Durante toda a peça, os personagens estão vestidos a contento, menos aqueles dois jovens, que estão com roupas comuns do cotidiano, a observar todos os fatos, sempre do lado do anjo que lhes apresenta todos os fatos da Paixão de Cristo ao vivo, uma oportunidade do imaginário do autor.
“A cada ano que passa nossa peça vai se aperfeiçoando e profissionalizando, pois nós buscamos montar o cenário o mais detalhadamente possível em relação ao fato de Cristo ter sofrido para nos libertar do pecado”, afirma Bruno Henrique, que lembra das inúmeras encenações que acontecem nas igrejas, nas ruas e, agora, também no teatro, envolvendo gente simples do povo, como ele, que tem sido uma vez por ano um ator eventual.
“Nós começamos logo em março a ensaiar. Os ensaios são rígidos, sempre ocorrem à noite por causa do colégio e do trabalho. Às vezes é cansativo, mas vale a pena, porque a gente, depois, começa a se apresentar ao vivo e a cores em diversos pontos”, diz o nosso artista eventual que não sabe se um dia virá a despertar para a arte cênica profissional e, talvez, para outros projetos mais ousados.
Assim como os ensaios começam na Praça São Cristóvão (trevo das avenidas Almirante Barroso e Júlio César), é lá que acontece a primeira grande encenação na noite da Sexta-Feira Santa, utilizando o palco, mas, também, o cenário real do local, pois os artistas fazem a encenação pelas ruas. Neste ano, o espetáculo teve até direito a pré-estreia. Aconteceu no Conjunto Residencial Império Amazônico, no Domingo de Ramos. Na Sexta-Feira da Paixão aconteceu a grande apresentação, que, depois, também se repetiu em um palco de verdade, como lembra Bruno Henrique, o qual seguiu com seus amigos num ônibus especialmente fretado para os levar até à Estação das Docas, onde está o Teatro Maria Silvia Nunes, onde a peça já é encenada pelo segundo ano consecutivo.
Neste ano, Bruno exerceu dois importantes papéis, o de São Pedro, o Príncipe dos Apóstolos, e de José de Arimateia, o homem que, segundo os evangelistas bíblicos, pediu a Pilatos para tirar Jesus da cruz e fazer o sepultamento.
Como ator eventual, Bruno diz estar muito feliz em participar do projeto e garante sua disposição de continuar na peça. “A gente faz amizades e é muito importante participar”. Ele não sabe se um dia terá a oportunidade de vir a se transformar em ator profissional, mas garante que “é um caso a pensar” e que vai “depender de aparecer um olheiro que observando nosso trabalho possa se interessar e nos encaminhar para projetos mais ousados”.

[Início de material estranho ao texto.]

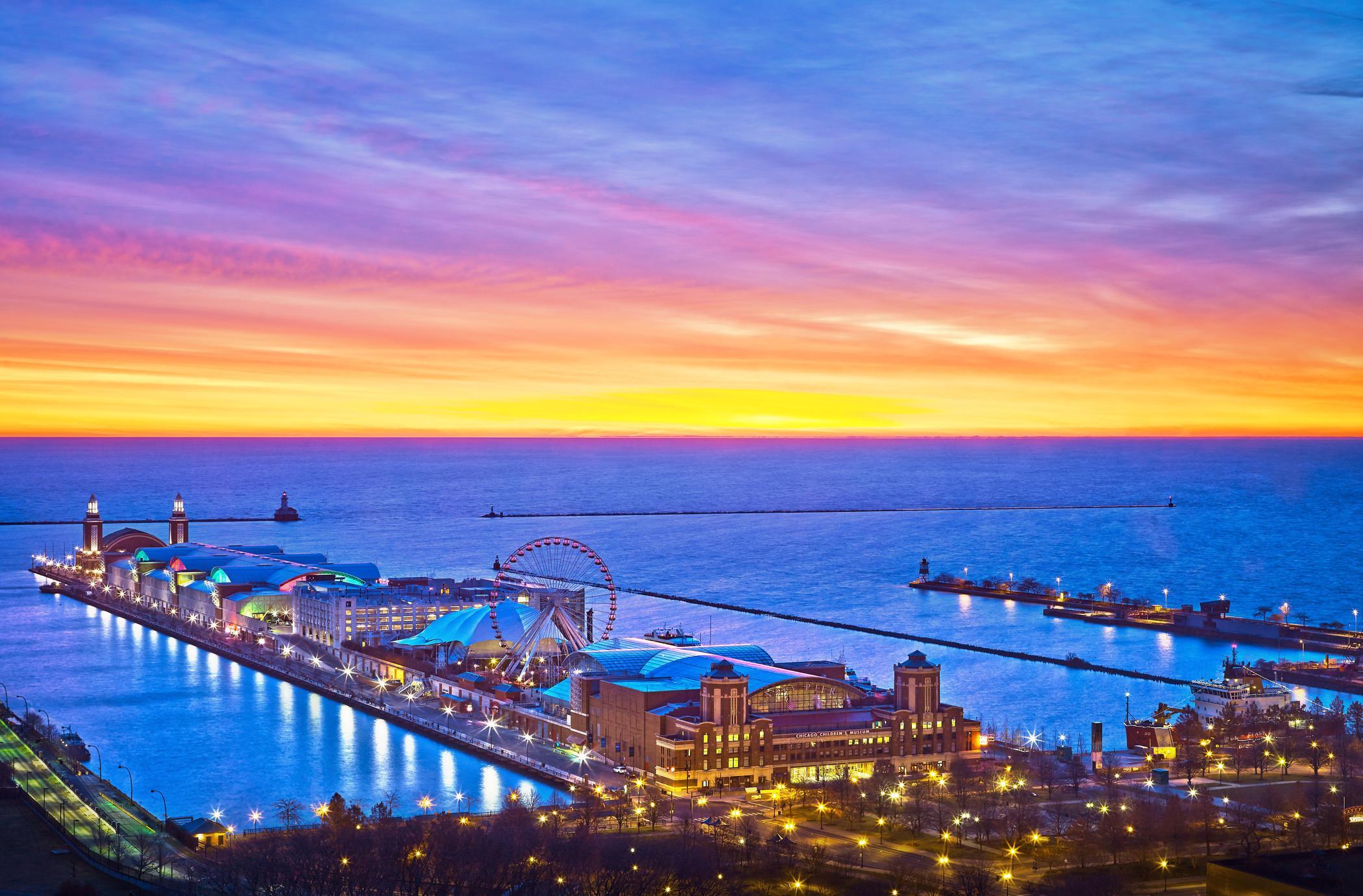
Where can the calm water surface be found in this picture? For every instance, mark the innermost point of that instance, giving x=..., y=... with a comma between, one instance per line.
x=1262, y=520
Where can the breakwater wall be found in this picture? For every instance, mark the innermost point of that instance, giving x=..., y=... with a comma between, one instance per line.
x=1069, y=662
x=1177, y=622
x=848, y=509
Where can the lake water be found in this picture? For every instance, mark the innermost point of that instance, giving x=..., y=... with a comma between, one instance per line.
x=1261, y=520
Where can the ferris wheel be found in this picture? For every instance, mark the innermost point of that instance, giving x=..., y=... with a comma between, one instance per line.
x=561, y=577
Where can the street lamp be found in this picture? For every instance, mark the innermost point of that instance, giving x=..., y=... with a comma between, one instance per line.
x=166, y=814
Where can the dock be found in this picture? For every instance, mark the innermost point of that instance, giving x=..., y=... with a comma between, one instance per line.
x=261, y=660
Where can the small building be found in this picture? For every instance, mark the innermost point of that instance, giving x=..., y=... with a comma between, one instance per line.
x=198, y=834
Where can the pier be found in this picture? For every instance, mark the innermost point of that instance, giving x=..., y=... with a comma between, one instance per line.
x=198, y=519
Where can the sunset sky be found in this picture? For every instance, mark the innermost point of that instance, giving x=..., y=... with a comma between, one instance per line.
x=682, y=218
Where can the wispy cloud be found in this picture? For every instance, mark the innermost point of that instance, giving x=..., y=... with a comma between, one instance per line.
x=988, y=217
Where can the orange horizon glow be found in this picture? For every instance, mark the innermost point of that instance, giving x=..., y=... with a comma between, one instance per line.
x=258, y=353
x=686, y=219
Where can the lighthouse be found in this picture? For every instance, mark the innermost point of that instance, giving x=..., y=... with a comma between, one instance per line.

Popularização e elitização do teatro

Há atores completos, aqueles que fazem teatro, televisão, cinema, circo. Há atores que gostam mais deste ou daquela modalidade de arte. Contudo, é na arte cênica que o ator se materializa potencial e verdadeiramente, pois terá de se vestir no seu papel e fazer o que sabe ao vivo, sem os recursos da edição de vídeo verificada no cinema e na televisão, onde tudo pode ser refeito.
No caso do teatro, é claro que acontecem os ensaios, porém, na hora da apresentação ao vivo, nada pode dar errado, como esquecer o script. E, se isso vier eventualmente a acontecer, o ator deve estar preparado para ser mais ator ainda e criar o ambiente adequado para se sair da situação sem que o público que pagou para ver o espetáculo venha a perceber os erros. “Nada de pagação de mico”, diz Bruno Henrique, o qual lembra que também ocorreram alguns casos meio inusitados.
- Na nossa primeira apresentação e na pré-estreia, nós utilizamos vários recursos, pois havia tempo e espaço. Quando chegamos no Teatro Maria Silvia Nunes, várias cenas, eu diria que não foram prejudicadas, mas suplantadas da peça por ausência de elemento cênico (cenário), que, entretanto, não prejudicou o verdadeiro sentido catequético da peça, que foi uma arte muito bonita, - disse o ator, que finalizou informando que na primeira apresentação, ainda havia alguém narrando os fatos bíblicos e fazendo orações, impulsionando aos espectadores a mergulharem na Paixão de Cristo e se colocarem em atitude de respeito e oração.